This class is a true gem, thank you again for sharing it.

tannerhelland commented 5 years ago

Just popping back in to say that I've finished my little OpenRaster import/export project, and cZipArchive works like a charm. Performance ends up being significantly better than GIMP since cZipArchive allows me to perform all essential tasks in-memory. (By "significantly better" I mean 5-10x faster read/write support on multi-layer test images, very nice to have!)

I have a few ideas for further improvement but as they are not critical to this task, I'll post them later as separate issues. (Makes it easier to close them with "no chance in hell" reasoning attached ;)

Thank you again.

wqweto commented 5 years ago

Glad it helped! 👍

I see you are not using named params for Level of AddFile as in this line

    If Not m_ZipArchive.AddFile(strUtf8, "mimetype", , , , 0) Then . . .

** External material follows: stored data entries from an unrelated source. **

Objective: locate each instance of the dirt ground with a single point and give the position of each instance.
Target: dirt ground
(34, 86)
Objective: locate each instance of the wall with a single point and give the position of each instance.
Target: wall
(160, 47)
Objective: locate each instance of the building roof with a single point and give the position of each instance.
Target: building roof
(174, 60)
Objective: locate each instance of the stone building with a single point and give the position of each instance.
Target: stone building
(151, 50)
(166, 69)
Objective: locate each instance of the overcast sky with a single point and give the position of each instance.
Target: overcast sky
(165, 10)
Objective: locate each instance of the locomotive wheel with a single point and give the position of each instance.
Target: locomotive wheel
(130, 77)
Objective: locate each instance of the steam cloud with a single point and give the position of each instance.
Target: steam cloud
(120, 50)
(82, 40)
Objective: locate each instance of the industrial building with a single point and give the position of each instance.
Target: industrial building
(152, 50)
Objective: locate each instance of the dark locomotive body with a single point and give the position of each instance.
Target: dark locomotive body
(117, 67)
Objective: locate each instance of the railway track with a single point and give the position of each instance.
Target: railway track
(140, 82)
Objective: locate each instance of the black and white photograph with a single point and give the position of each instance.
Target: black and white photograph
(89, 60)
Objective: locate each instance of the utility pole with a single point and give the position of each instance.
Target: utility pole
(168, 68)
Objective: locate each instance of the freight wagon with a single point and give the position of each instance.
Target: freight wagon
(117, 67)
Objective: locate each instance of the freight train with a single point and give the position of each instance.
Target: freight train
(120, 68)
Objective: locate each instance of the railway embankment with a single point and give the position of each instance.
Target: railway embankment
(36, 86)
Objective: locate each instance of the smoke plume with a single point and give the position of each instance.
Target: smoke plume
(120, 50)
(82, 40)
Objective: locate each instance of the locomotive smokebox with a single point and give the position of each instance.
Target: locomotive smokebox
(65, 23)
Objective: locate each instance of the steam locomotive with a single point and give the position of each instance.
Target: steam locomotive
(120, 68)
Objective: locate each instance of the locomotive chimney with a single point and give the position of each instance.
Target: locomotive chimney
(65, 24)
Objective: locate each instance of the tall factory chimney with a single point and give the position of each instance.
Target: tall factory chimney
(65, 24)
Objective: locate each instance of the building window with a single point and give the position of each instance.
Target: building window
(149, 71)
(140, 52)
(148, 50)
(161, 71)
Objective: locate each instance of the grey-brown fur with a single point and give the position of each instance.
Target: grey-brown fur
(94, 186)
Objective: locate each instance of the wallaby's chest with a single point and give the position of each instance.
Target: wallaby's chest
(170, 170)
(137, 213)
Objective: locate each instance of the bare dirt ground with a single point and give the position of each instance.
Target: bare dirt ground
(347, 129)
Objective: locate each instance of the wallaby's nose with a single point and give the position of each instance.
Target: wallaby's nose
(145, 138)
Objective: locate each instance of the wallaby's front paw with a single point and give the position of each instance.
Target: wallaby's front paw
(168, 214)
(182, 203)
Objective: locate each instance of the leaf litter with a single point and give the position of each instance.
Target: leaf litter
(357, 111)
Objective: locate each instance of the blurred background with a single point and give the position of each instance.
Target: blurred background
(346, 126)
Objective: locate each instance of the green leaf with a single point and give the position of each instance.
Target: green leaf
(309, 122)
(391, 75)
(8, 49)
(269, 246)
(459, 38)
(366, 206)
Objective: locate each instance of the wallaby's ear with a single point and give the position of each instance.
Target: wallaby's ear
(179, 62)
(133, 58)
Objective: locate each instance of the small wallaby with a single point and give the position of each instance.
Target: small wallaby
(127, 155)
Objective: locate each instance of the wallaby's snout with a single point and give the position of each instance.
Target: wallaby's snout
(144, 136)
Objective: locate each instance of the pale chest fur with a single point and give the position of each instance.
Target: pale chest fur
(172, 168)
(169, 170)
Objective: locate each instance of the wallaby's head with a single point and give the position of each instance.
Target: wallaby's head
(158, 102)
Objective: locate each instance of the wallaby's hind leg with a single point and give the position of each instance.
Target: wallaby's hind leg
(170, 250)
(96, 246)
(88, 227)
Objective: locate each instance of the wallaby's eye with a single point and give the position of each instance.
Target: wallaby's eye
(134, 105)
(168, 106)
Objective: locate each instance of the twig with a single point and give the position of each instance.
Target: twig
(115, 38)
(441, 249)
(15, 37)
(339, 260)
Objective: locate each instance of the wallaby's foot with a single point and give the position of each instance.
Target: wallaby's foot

I find named params (optional or not) very convenient to document the literal 0 in such places and save the comma repetition. . . but YMMV.

For optional params I'm strongly advising using named params by fellow devs as this allows adding more optional params not only at the end of param-list but also grouping these more logically closer to each other. I also tend to skip hungarian convention for these to make caller sites more readable.

My point is that when in the future I decide to add more optional params to AddFile these might not come as last in the param-list, be warned.

tannerhelland commented 5 years ago

👍 All great advice. I'll get the code switched to named params and clean up my sloppy variable naming.

Thank you!